An AI-native database understands data through built-in AI primitives rather than just storing it.

  • AlloyDB for PostgreSQL: A powerhouse that combines relational storage with high-performance vector search. It utilizes Google’s proprietary SCAN index (used in YouTube and Search) to support 10 billion+ vectors and provides columnar indexing to boost HNSW performance by up to 4x.
  • Hybrid Search & Re-ranking: By combining vector search with BM25-based full-text search, AlloyDB enables holistic queries. Developers can use AI functions like AI.rank to re-rank search candidates using Gemini’s world knowledge, allowing for nuanced intent matching (e.g., understanding that "Santorini" implies specific weather and clothing needs).
  • Multimodal Capabilities: The platform supports time-series forecasting via the Times FM model, allowing agents to perform complex predictions in seconds that previously required days of manual processing.

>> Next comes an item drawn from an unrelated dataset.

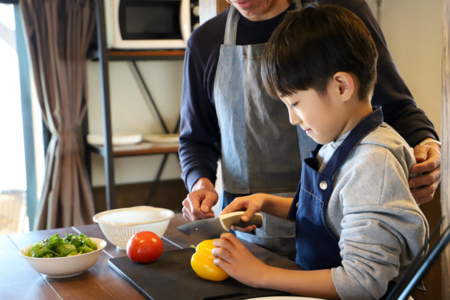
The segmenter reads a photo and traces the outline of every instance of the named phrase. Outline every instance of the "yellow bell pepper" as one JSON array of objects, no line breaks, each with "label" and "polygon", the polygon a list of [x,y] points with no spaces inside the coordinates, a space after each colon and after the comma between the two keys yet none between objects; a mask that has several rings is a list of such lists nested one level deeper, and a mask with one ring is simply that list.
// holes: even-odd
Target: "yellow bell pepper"
[{"label": "yellow bell pepper", "polygon": [[228,274],[214,264],[214,256],[211,253],[214,248],[213,240],[205,240],[198,244],[191,258],[191,267],[203,279],[222,281],[228,278]]}]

Bridging the Gap: The Data Agent Platform

Moving from a simple demo to a production-ready agent requires solving the "accuracy gap" and the "security gap." Google’s Data Agent Platform addresses this through:

  • Contextual Accuracy: The platform uses schema ontologies, query blueprints, and value searches to guide LLMs toward near 100% accuracy in text-to-SQL tasks.
  • Deterministic Security: Instead of relying on the agent to be "safe," the platform uses parameterized secure views. These act as deterministic guardrails, ensuring that even if an agent is manipulated, it can only access data authorized for the specific end-user.

Open Standards and MCP

Google is heavily invested in the Model Context Protocol (MCP) to ensure interoperability. By providing managed MCP servers, Google allows agents to interact with the entire Google Cloud ecosystem—provisioning databases, executing SQL, and performing observability tasks—without custom scaffolding. The open-source MCP Toolbox has reached 1.0 status, supporting over 40 data sources and fostering a community-driven approach to agentic connectivity.

Key Takeaways

  • Move AI to the data: Avoid the latency of moving enterprise data to external AI models by using databases that have AI primitives (vector, graph, forecasting) built into the SQL layer.
  • Use hybrid search: Don't rely on keyword search alone. Combine vector search with full-text search (BM25) to capture user intent accurately.
  • Prioritize deterministic security: Use parameterized secure views rather than relying on LLM prompts to enforce access control; this prevents prompt injection and unauthorized data access.
  • Leverage MCP: Adopt the Model Context Protocol to standardize how your agents discover and interact with your infrastructure, reducing the need for custom integration code.
  • Focus on context: To reach 100% accuracy in text-to-SQL, provide the model with schema ontologies and query blueprints that define the specific business logic of your data.

Notable Quotes

  • "What if instead, you could move AI to data and break down those walls?" — Amit Ganesh, on the core philosophy of the Agentic Data Cloud.
  • "The graph model is virtual and layered over your SQL model... You don't need to create a graph copy." — Yiannis Papakonstantinou, explaining how Spanner handles graph RAG without data duplication.
  • "The promise of generative AI clashes with the unforgiving nature of production-ready database agentic applications." — Yiannis Papakonstantinou, on the necessity of moving beyond simple demos to robust, secure infrastructure.
  • "Natural language is the new protocol for human-to-agent and agent-to-agent communication." — Amit Ganesh, on the shift in how systems interact with data.